Easter was originally a pagan celebration of the “pregnant” phase of the Goddess Eostar or Eostre, celebrated on the first Sunday after the first full moon after the Spring Equinox. The Moon-hare that was sacred to the Goddess is now know as the Easter Bunny.
Saxon poets apparently knew Eostre was the same Goddess as India’s Great Mother Kali. Beowulf spoke of “Ganges waters, whose flood waves ride down into an unknown sea near Easter’s far home.” Contrary to the west’s idea of her as a purely destructive Goddess, Kali was also the Giver of Life, the fount of every kind of love, which flowed into the world only through her agents on earth, women.
It has been shown that calendar consciousness developed first in women because of their natural menstrual body calendar, correlated with observations of the moon’s phases.
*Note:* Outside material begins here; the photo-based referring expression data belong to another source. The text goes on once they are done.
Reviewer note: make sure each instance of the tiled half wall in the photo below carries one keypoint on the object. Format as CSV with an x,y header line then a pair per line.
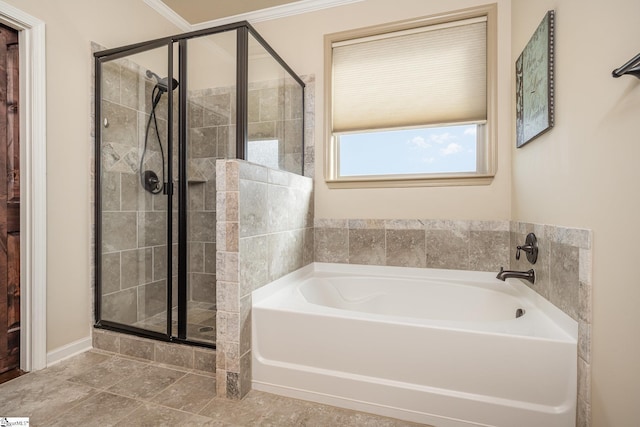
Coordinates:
x,y
264,231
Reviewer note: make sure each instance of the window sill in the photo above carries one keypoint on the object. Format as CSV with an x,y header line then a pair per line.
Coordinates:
x,y
407,181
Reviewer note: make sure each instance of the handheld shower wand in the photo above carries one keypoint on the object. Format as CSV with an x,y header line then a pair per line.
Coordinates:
x,y
148,178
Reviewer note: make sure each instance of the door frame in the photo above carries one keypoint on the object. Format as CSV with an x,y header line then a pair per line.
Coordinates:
x,y
33,165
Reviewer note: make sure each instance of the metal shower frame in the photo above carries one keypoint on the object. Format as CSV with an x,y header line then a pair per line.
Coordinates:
x,y
243,29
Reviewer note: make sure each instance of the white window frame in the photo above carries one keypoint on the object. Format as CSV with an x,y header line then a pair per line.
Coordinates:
x,y
486,155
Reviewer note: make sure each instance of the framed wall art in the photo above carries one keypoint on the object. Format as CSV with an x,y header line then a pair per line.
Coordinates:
x,y
534,83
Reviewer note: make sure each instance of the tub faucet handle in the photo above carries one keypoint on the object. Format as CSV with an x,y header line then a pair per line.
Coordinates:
x,y
530,247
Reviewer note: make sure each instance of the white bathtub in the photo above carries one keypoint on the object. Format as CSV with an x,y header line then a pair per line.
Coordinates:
x,y
440,347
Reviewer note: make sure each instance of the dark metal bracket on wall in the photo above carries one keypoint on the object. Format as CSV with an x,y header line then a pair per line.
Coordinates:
x,y
632,67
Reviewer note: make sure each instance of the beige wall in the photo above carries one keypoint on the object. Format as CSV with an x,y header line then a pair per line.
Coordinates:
x,y
584,173
299,40
70,27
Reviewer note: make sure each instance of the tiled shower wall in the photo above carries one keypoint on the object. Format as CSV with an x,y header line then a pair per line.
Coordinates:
x,y
211,136
264,231
563,276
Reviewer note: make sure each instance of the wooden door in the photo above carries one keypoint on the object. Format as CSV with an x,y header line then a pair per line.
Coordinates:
x,y
9,201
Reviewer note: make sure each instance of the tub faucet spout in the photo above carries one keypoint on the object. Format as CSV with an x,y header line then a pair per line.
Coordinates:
x,y
526,275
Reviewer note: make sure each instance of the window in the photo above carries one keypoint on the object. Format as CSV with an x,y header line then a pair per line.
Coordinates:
x,y
411,103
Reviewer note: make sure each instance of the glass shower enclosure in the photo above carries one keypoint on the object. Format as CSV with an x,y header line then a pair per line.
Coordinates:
x,y
165,111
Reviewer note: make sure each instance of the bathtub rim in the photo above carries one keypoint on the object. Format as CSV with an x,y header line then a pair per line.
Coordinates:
x,y
563,321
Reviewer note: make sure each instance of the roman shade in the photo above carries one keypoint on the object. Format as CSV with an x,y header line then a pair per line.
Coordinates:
x,y
415,77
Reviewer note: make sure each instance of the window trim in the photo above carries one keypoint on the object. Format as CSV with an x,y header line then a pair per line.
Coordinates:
x,y
331,160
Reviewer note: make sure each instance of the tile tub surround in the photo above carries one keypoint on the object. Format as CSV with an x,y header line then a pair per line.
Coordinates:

Gaelic words for “menstruation” and “calendar” are the same: misact and mioschan. The new-moon sabbaths of ancient Latium were “kalends”, possibly related to the Aryan name of Kali.
Eggs are an ancient symbol of rebirth, which is why Easter eggs, particularly in Russia and Eastern Europe, were usually colored red, the color of life.
(according to Barbara Walker in the Encyclopedia of Women’s Myth’s & Secrets).